Gonçalves concorda que o ideal seria as startups brasileiras mudarem seus modelos de crescimento. No entanto, em sua opinião, essas empresas não deveriam buscar o status de unicórnio, mas sim desenvolver soluções e, posteriormente, serem adquiridas por organizações maiores.

“Nós não somos um mercado de unicórnios, e isso não é motivo de vergonha. Será que é melhor ter unicórnios que não necessariamente confirmam esse valor ou empresas que serão compradas e vão gerar riqueza e empregos?”

Além disso, o executivo acredita que, caso alguma empresa brasileira atinja o nível de unicórnio, será aquela voltada ao mercado B2B, especialmente nos setores de agronegócio ou sustentabilidade, já que, segundo ele, as grandes oportunidades voltadas ao consumidor final já foram exploradas. “Nós já temos Nubank, Inter, iFood, 99. Agora, 70% da população brasileira trabalha em pequenas e médias empresas, e elas precisam de ferramentas que melhorem a rotina dessas organizações.”

Para o Distrito, que monitora cerca de 40 mil startups na América Latina e seleciona, anualmente, as 12 empresas com maior potencial de se tornarem unicórnios, em 2025 os investidores devem apostar em startups brasileiras de mobilidade urbana (Mottu), serviços para pets (Petlove), CX via chatbots (Blip), fintechs (Celcoin e Starkbank), monitoramento de equipamentos industriais (Tractian) e benefícios de RH (Flash).

Para compor o ranking, a companhia analisa cerca de 120 variáveis de cada startup, como faturamento estimado, número de funcionários e taxa de turnover. A classificação, no entanto, não considera empresas que atingem o status por meio de IPOs — apenas aquelas que o fazem por rodadas de investimento. Segundo Harano, neste ano o ecossistema latino-americano deve movimentar entre US$ 4 e US$ 5 bilhões em investimentos, ligeiramente acima do registrado no ano passado.

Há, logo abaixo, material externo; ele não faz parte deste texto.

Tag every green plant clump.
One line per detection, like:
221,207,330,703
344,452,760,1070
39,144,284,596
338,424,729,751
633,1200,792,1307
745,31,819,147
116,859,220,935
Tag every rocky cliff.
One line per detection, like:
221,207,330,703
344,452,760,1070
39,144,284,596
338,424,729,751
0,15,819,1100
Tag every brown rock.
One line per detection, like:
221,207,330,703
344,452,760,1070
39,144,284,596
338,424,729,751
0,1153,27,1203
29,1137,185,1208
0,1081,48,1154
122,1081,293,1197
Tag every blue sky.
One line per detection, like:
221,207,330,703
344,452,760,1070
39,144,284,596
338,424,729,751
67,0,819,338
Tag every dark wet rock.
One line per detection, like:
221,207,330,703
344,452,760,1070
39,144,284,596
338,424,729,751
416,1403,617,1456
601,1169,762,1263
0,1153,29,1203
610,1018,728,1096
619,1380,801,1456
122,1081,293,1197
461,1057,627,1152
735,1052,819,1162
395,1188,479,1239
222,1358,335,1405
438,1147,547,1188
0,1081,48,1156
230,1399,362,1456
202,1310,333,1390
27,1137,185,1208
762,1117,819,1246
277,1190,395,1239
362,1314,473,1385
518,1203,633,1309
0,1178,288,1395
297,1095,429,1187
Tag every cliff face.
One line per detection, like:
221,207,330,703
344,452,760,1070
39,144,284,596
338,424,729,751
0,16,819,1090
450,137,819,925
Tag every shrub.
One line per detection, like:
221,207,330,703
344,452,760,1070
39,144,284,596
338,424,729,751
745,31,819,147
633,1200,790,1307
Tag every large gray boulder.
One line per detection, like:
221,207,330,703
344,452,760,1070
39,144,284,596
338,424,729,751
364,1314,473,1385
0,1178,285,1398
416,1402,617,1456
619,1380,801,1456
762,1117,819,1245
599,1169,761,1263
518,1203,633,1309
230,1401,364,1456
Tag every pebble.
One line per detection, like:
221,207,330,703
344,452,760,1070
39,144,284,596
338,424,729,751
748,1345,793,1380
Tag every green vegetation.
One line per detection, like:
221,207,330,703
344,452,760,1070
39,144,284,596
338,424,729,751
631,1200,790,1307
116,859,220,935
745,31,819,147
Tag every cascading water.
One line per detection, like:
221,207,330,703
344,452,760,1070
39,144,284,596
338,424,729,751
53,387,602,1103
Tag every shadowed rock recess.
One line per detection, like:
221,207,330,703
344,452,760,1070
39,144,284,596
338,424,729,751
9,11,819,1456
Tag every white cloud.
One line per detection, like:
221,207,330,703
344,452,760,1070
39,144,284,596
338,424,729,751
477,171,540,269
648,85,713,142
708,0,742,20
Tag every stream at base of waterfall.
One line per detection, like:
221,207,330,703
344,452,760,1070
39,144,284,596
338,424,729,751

Na análise do especialista, mesmo que o Brasil não volte a atingir o número de unicórnios de 2021, a quantidade de empresas de tecnologia com esse status deve crescer. “No caso das startups, só conseguimos saber se ela é um unicórnio ou não durante as rodadas de investimento. E muitas boas empresas estão tentando adiar ao máximo essa rodada, porque o momento para valuation não é favorável. Mas, quando o valuation melhorar, acredito que vamos conseguir ganhar tração e ver mais unicórnios surgirem por aqui.”